Google LSAT correlation study - the first result (for me) is a recent one from 2003-2004. (Direct PDF link to this particular one: www.lsacnet.org/research/Predictive-Validity-LSAT-National-Summary-2003-2004-Correlation-Studies.pdf)The short version: There's a pretty strong correlation between LSAT and first-year grades; a better correlation between (LSAT + GPA) and first-year grades; and almost no correlation between GPA alone and first-year grades.LSAC spends a lot of effort making sure this correlation exists; if it didn't, nobody would care about the LSAT.I wouldn't take your initial struggles as a sign you should quit though, and that's pretty crappy of the teacher to say that. Fact is, the scores used in this correlation study are largely scores that were received after significant prep work. They don't do a correlation of 1L grades with people taking their first diagnostic test cold. (Though it would be interesting!) So high LSAT scores for many people also indicate hard work -- also a good skill for law school. Whether that is the aim of the test, of course, is irrelevant.
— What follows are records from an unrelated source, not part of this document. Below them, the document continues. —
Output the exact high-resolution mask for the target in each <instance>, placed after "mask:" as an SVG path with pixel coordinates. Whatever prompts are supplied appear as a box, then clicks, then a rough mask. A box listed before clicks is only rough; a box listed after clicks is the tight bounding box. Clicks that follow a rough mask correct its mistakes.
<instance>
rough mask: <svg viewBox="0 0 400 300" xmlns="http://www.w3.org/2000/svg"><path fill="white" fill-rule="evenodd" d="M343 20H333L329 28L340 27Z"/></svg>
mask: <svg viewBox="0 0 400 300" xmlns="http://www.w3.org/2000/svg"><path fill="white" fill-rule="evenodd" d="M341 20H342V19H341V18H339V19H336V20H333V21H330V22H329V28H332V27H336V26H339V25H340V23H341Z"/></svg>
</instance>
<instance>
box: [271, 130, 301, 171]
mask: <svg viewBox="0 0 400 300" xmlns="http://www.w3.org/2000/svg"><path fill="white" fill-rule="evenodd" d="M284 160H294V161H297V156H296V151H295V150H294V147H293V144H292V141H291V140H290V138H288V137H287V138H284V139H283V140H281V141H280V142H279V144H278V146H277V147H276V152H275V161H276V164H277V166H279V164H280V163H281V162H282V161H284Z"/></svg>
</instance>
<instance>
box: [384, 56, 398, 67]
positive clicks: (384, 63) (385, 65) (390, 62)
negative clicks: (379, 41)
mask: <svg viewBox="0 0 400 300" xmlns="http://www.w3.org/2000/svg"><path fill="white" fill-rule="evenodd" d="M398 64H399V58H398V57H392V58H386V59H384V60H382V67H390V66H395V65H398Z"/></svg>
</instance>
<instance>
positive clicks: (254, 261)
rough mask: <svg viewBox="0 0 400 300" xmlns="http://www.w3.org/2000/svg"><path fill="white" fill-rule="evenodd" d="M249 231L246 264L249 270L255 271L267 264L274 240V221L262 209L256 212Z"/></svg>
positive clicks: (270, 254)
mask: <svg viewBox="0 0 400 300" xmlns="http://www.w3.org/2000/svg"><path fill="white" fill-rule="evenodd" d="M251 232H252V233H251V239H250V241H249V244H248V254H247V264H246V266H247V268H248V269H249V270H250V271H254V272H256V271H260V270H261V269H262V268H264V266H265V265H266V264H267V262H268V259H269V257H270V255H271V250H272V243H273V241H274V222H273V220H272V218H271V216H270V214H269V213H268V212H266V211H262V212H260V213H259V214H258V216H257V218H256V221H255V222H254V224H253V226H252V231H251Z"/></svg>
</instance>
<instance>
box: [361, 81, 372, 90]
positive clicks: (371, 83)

The average multiple correlation between first-year grades in law school and the combined predictors of LSAT and UGPA is .48 for 2003 and .47 for 2004....The median validity for LSAT alone is .37 for 2003 and .35 for 2004, compared with .29 for UGPA alone for both years.
Honestly, I can't understand why the correlation is taken so seriously. Law School Exams require you to write a three hour paper about a hypothetical legal scenario -- why wouldn't a stronger correlation exist between that and the forgotten LSAT writing sample? Why can't we grade your ability to write well and analyze like a lawyer? Oh, yeah. It would take too much money and effort.Moreover, don't bother with these correlations. You'll drive yourself crazy, or, worse, create self-fulfilling prophecies about where you'll end up.
The listening comprehension idea was a neat one. They actually had many people in rooms wearing headphones listening to recorded dialog that you could not ask to be repeated or whatever that they were asked to answer questions about on paper.